Open Access News

News from the open access movement


Tuesday, December 23, 2008

NIH policy one of Top 8 science policy stories of 2008

Rick Weiss, The Top Eight Science Policy News Stories of 2008, Science Progress, December 22, 2008.  Actually there are two OA stories in Weiss' Top 8:  the NIH policy at #5 and Obama's science team at #1.  Excerpt:

5: Passage of legislation requiring “open access” publishing for all research reports resulting from work funded by the National Institutes of Health.

After years of heated debate inside and outside of Congress, the NIH implemented the nation’s first open access law in April. As a result, all 80,000 or so research papers published each year that describe the results of NIH-funded studies must now be made available on a free, publicly accessible database within 12 months after publication in a journal. No longer will people who want to read the results of NIH research —paid for with their tax dollars— have to subscribe to expensive scientific journals or pay page charges to the publishers, as has long been the case. The advance will also make it easier for scientists to access each other’s work and for researchers to combine data sets from multiple published reports to perform meta-analyses —a cost-saving means of leveraging scientific data that has been difficult to implement until now....

1: The appointment of a new team of scientific advisers for the next administration

What can we say? President-elect Barack Obama has created nothing less than a dream team when it comes to putting people with real scientific expertise in all the key slots that will need to make evidence-based decisions over the next four years —including his decision, released over the weekend, to post Nobel-prize-winning cancer researcher Harold Varmus and genomics whiz kid Eric Lander to the President’s Council of Advisers on Science and Technology.

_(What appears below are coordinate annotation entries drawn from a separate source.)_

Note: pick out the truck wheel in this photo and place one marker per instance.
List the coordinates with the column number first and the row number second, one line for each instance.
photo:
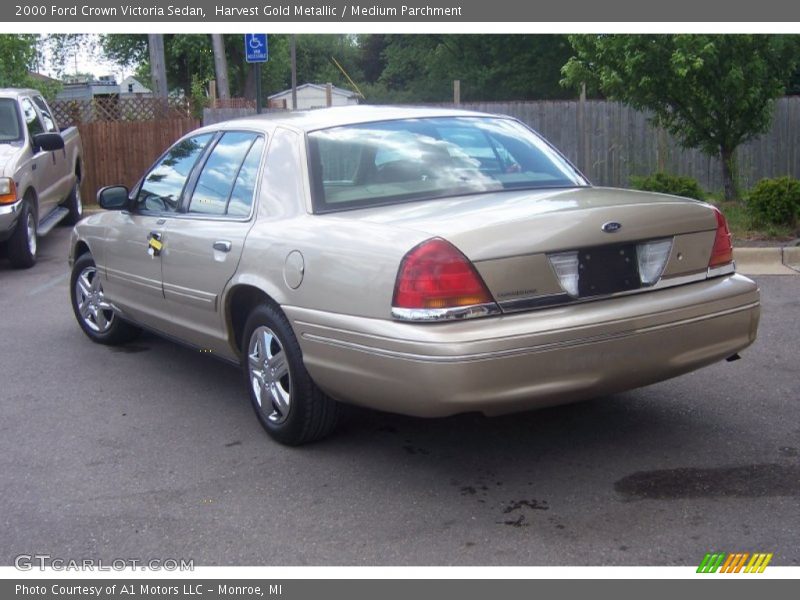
column 75, row 205
column 288, row 404
column 93, row 312
column 22, row 243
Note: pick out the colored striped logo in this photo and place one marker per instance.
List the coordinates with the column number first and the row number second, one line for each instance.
column 734, row 563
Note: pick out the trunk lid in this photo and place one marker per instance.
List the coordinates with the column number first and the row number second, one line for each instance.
column 510, row 235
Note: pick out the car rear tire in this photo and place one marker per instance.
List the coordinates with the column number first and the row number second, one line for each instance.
column 94, row 314
column 287, row 402
column 74, row 204
column 23, row 245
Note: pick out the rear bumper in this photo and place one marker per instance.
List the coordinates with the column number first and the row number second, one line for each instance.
column 9, row 213
column 516, row 362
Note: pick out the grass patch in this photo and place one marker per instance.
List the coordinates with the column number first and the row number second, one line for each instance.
column 742, row 227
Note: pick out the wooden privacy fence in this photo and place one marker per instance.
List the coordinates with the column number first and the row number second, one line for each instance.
column 116, row 108
column 118, row 152
column 609, row 142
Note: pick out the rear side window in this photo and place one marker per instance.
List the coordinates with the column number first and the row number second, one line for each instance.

The actual evidence that all these Obama-appointed scientists are going to hew to, of course, is largely dispiriting. Climate change, energy needs, food insecurity, and economic chaos —all are threatening global peace and undermining the human quest for justice. But progress is not possible without a square look at the facts. I for one am ready to swallow hard, face the unalloyed truth, and support the plans that have the best hope of getting this listing ship of state on an even keel again.

PS:  For the OA connection with Obama's science team, see Gavin's recent posts on Harold Varmus, Eric Lander, Jane Lubchenco, and Steven Chu.